Derivative of the off-diagonal $L_1$ matrix norm

621 Views Asked by At

We define the off-diagonal $L_1$ norm of a matrix as follows: for any $A\in \mathcal{M}_{n,n}$, $$\|A\|_1^{\text{off}} = \sum_{i\ne j}|a_{ij}|.$$ So what is $$\frac{\partial \|A\|_1^{\text{off}}}{\partial A}\;?$$

2

There are 2 best solutions below

10
On BEST ANSWER

(The question changed after I answered.

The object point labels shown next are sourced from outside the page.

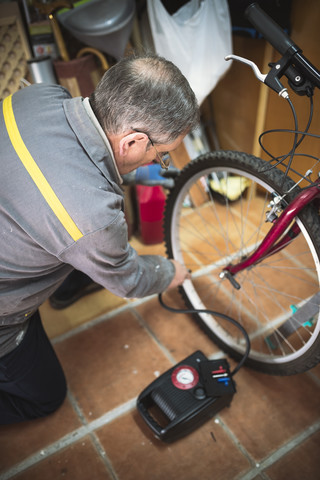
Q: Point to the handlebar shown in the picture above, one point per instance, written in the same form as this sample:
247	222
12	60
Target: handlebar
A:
292	54
270	30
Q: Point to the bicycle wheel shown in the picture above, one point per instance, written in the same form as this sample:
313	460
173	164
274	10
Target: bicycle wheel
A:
216	214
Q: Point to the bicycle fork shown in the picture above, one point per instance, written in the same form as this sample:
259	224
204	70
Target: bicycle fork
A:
270	243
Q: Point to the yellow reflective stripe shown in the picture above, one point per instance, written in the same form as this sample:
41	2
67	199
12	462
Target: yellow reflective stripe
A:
35	172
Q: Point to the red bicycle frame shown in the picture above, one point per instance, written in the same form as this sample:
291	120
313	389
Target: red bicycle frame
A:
269	245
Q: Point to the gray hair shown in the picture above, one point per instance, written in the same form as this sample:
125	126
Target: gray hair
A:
146	93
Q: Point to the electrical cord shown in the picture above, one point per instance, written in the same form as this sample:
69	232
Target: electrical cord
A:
218	314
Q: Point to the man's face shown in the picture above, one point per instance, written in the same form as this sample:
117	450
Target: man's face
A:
139	151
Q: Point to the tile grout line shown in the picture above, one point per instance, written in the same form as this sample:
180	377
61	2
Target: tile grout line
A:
282	451
70	439
100	319
96	443
154	337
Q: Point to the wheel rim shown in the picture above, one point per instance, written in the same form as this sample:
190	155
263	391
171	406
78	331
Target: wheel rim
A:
208	237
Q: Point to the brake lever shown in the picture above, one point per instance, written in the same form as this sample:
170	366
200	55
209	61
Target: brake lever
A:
270	79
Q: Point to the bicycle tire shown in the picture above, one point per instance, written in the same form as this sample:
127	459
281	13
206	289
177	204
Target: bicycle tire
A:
206	226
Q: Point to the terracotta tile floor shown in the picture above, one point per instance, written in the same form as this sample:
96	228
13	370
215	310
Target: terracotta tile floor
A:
111	349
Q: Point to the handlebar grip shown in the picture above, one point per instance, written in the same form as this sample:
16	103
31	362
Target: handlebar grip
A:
281	41
271	31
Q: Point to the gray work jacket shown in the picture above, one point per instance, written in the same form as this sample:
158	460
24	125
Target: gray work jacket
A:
36	251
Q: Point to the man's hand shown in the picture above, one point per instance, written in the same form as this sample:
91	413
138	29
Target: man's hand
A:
181	274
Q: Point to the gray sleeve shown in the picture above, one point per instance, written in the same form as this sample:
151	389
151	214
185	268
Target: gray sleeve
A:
107	257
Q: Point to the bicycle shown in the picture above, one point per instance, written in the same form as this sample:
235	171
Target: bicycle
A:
250	234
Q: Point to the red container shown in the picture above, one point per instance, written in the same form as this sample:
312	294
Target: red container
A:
151	202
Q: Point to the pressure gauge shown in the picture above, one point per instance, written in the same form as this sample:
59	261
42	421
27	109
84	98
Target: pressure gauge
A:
184	377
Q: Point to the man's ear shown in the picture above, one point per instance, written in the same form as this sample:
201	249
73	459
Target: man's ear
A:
136	139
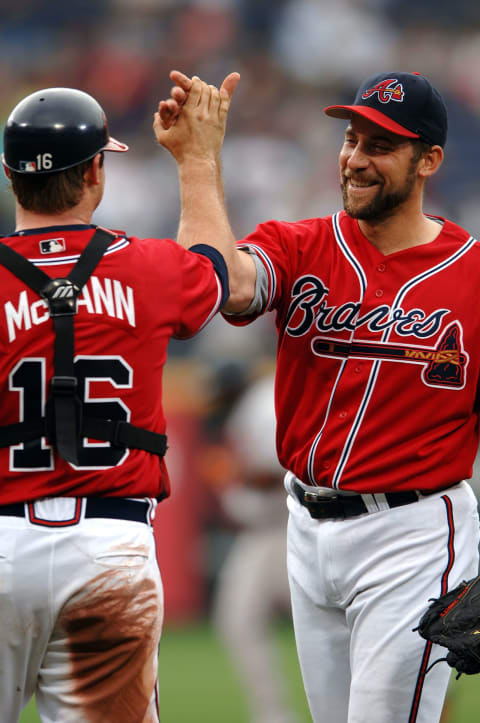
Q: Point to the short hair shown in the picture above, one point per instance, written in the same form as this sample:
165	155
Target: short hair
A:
50	193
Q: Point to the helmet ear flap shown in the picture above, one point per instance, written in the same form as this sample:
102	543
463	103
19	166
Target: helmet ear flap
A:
54	129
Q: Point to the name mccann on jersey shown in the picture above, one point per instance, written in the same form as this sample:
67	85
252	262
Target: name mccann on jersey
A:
99	296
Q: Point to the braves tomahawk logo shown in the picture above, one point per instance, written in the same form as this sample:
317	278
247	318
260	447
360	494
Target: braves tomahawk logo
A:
387	90
444	364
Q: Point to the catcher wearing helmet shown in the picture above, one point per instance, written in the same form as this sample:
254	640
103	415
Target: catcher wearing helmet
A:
87	316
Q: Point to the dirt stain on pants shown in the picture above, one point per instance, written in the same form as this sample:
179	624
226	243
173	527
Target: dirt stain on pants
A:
113	631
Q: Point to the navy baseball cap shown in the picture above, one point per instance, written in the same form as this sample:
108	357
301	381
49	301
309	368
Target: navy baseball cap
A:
403	103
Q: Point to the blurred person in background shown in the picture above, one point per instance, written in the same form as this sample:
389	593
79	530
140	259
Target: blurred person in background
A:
373	300
252	585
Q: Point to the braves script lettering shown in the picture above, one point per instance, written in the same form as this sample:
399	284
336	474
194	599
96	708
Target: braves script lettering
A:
309	307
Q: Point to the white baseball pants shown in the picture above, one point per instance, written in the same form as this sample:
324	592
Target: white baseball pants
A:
359	586
81	612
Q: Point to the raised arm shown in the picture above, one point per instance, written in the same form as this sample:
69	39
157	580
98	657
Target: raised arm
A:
191	125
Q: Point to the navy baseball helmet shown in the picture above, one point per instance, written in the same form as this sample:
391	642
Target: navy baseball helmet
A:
54	129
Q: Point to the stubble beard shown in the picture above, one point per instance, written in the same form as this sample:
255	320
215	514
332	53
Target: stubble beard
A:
383	204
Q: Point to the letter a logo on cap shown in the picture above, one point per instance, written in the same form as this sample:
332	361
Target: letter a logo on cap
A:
386	92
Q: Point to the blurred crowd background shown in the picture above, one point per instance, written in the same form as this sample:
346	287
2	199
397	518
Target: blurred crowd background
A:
280	161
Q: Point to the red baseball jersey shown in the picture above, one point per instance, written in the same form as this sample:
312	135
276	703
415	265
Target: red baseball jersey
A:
142	293
378	356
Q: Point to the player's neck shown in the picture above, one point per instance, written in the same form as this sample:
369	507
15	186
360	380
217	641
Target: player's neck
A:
27	219
399	232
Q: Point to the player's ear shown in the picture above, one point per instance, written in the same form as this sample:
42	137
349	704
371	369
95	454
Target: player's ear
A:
93	173
430	161
5	169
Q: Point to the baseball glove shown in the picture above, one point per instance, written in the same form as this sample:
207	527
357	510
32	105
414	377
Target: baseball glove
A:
453	620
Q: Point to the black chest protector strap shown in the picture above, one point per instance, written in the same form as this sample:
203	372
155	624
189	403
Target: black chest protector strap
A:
64	423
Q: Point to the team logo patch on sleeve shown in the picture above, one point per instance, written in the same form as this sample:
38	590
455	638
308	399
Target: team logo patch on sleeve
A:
52	246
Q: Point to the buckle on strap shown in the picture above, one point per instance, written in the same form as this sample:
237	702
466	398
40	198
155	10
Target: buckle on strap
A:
61	296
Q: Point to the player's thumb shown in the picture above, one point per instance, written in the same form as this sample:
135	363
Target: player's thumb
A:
229	84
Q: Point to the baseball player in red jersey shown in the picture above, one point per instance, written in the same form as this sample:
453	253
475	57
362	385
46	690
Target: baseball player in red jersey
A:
86	318
376	393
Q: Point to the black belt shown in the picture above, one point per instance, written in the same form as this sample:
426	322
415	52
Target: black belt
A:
322	507
115	508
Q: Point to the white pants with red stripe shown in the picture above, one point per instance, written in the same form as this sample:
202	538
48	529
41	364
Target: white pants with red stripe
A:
359	586
81	612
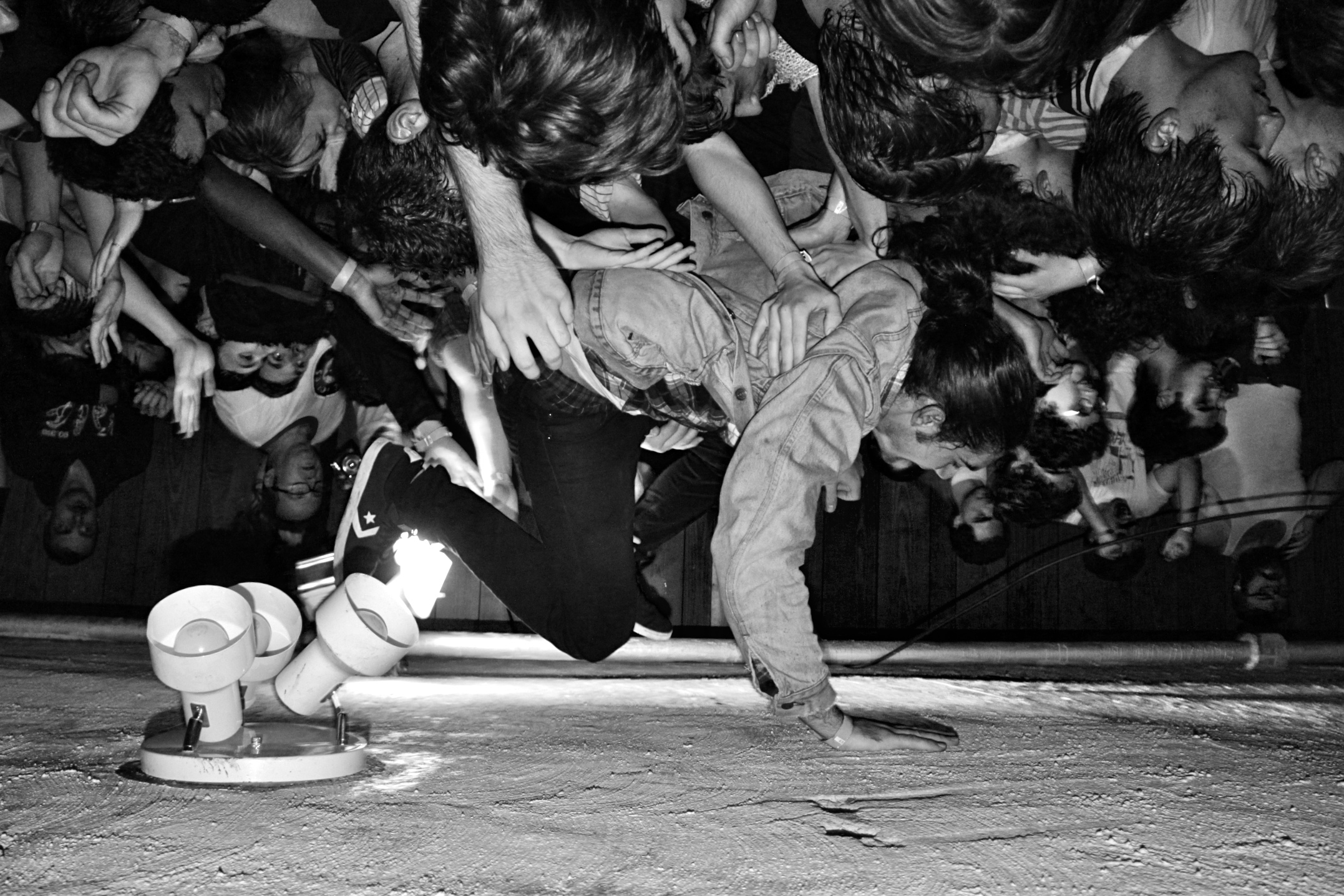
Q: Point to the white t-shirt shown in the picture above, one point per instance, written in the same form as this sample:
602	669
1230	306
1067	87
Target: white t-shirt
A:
258	418
1260	455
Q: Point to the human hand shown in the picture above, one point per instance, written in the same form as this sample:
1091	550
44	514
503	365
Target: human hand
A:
671	437
102	326
37	264
1177	545
1270	341
152	399
780	332
836	261
406	122
1054	275
523	303
847	488
459	465
194	376
626	248
825	226
100	94
728	29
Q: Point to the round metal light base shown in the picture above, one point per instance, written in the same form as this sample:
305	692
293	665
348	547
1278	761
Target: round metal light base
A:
264	752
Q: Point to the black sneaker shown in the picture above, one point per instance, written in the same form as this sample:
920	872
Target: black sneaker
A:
652	613
364	535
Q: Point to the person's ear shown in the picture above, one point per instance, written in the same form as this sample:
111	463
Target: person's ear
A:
928	419
1162	134
1317	167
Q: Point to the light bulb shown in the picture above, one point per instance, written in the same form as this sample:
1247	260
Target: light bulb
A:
198	637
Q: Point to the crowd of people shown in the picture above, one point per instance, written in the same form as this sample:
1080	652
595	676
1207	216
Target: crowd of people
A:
1059	258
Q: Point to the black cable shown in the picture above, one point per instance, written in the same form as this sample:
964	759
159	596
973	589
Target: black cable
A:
1070	557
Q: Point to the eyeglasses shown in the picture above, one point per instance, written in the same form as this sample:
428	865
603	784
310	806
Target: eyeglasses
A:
300	489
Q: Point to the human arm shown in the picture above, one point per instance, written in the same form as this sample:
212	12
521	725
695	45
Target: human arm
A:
522	296
483	421
1184	479
736	190
37	265
104	92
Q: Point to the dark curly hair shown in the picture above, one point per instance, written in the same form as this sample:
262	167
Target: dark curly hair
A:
398	208
1015	45
1177	214
1023	495
1166	434
1311	38
897	135
1058	448
555	93
140	165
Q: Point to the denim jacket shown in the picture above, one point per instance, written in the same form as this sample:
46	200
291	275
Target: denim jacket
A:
799	432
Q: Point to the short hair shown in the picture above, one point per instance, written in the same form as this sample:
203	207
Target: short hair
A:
973	551
1059	446
1121	568
140	165
557	93
396	207
265	105
1177	214
897	135
1311	37
1166	434
1023	495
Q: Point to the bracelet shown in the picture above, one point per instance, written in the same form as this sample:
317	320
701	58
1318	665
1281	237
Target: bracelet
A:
800	253
178	24
34	226
843	735
346	273
422	442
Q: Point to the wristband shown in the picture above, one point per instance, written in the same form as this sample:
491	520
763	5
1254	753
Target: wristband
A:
422	442
800	253
346	273
843	735
34	226
179	26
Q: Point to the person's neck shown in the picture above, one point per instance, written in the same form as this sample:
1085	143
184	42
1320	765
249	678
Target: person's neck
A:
1160	69
77	479
295	434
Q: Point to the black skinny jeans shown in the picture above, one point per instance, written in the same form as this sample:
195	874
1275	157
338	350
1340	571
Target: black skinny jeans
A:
575	586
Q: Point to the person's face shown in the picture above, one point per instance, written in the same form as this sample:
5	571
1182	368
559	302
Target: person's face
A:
1074	398
74	522
1230	97
1199	391
1120	519
1265	590
324	122
285	364
903	440
198	97
678	32
978	511
298	481
248	358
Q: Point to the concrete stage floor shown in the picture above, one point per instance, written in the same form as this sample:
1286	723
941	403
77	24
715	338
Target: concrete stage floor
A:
526	785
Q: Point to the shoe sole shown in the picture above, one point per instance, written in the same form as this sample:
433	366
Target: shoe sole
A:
356	494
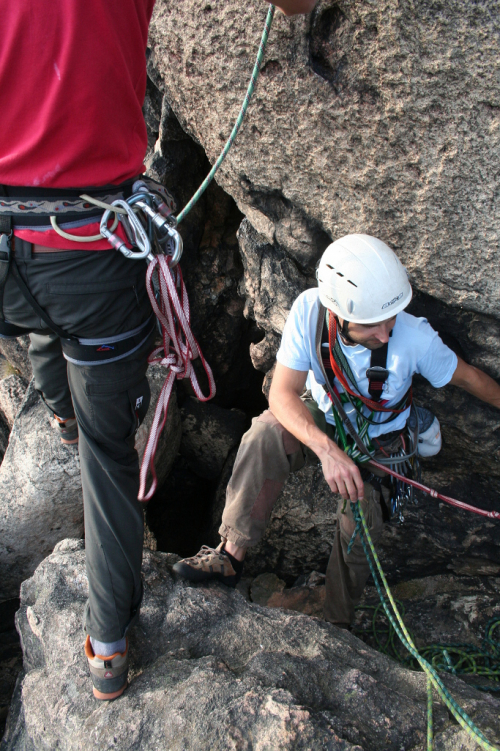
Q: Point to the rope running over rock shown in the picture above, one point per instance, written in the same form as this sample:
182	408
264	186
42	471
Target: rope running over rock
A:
433	679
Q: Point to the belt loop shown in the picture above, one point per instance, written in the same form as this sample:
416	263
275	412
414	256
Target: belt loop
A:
23	249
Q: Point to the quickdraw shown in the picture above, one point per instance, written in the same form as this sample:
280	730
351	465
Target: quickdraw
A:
366	457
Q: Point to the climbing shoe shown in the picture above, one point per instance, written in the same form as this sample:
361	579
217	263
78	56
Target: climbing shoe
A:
211	565
109	674
68	429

See comment below.)

I am not sure I would call this a norm, so let me write $\phi(A) = \sum_{i \neq j} [A]_{ij}$. It is easy to see that $\phi$ is linear, hence $D\phi(A)(\Delta) = \phi(\Delta) = \sum_{i \neq j} [\Delta]_{ij}$.

If you want a 'matrix' representation, let $e = (1,1,...,1)^T$ and define $\Gamma = e e^T - I$. Then $D\phi(A)(\Delta) = \operatorname{tr} (\Gamma^T \Delta)$ ($\Gamma$ is symmetric, so the transpose is irrelevant, I added it to make the connection with the inner product induced by the Frobenius norm).

Answer to updated question:

This is still not a norm, of course, but now we have $\nu(A) = \sum_{i \neq j} |[A]_{ij}|$. It should be clear that $\nu$ is differentiable iff $[A]_{ij} \neq 0$ for all $i \neq j$, and in this case we have $D \nu(A)(\Delta) = \sum_{i \neq j} \operatorname{sgn} [A]_{ij} [\Delta]_{ij}$. To obtain a 'matrix' representation, let $\Gamma$ be defined as $[\Gamma]_{ij} = \begin{cases} \operatorname{sgn} [A]_{ij} & i \neq j \\ 0 & i =j\end{cases}$, and then we have $D \nu(A)(\Delta) = \operatorname{tr} (\Gamma^T \Delta)$.

0
On

$ \def\p{\partial} \def\L{\left}\def\R{\right}\def\LR#1{\L(#1\R)} \def\t#1{\operatorname{Tr}\LR{#1}} \def\s#1{\operatorname{sign}\LR{#1}} \def\g#1#2{\frac{\p #1}{\p #2}} $Use the element-wise sign() function to define the matrix $\,S = \s{X}.\;$
The gradient and differential of the Manhattan norm can be written as $$\eqalign{ \g{\|X\|_1}{X} &= S \quad\iff\quad d\|X\|_1 = S:dX \\ }$$ Suppose that $X$ itself is defined in terms of another matrix $A$ $$\eqalign{ F &= (J-I), \qquad X &= F\odot A, \qquad S &= \s{F\odot A} \\ }$$ where $J$ is the all-ones matrix, $I$ is the identity, and $(\odot)$ is the Hadamard product.
$\big($ Note that $X$ is composed of the off-diagonal elements of $A\,\big)$

Substituting into the known differential yields the desired gradient $$\eqalign{ &\quad d\|X\|_1 = S:dX = S:(F\odot dA) = (F\odot S):dA \\ &\boxed{\;\g{\|X\|_1}{A} = F\odot S\;} \\ }$$ where $(:)$ denotes the Frobenius product, which is a convenient notation for the trace $$\eqalign{ A:B &= \sum_{i=1}^m\sum_{j=1}^n A_{ij}B_{ij} \;=\; \t{A^TB} \\ A:A &= \big\|A\big\|^2_F \\ }$$ and which commutes with the Hadamard product $$\eqalign{ A:(B\odot C) &= \sum_{i=1}^m\sum_{j=1}^n A_{ij}B_{ij}C_{ij} \\ &= (A\odot B):C \\\\ }$$


NB: The gradient above is not defined for any element of $X$ equal to zero, because the sign() function itself is discontinuous at zero.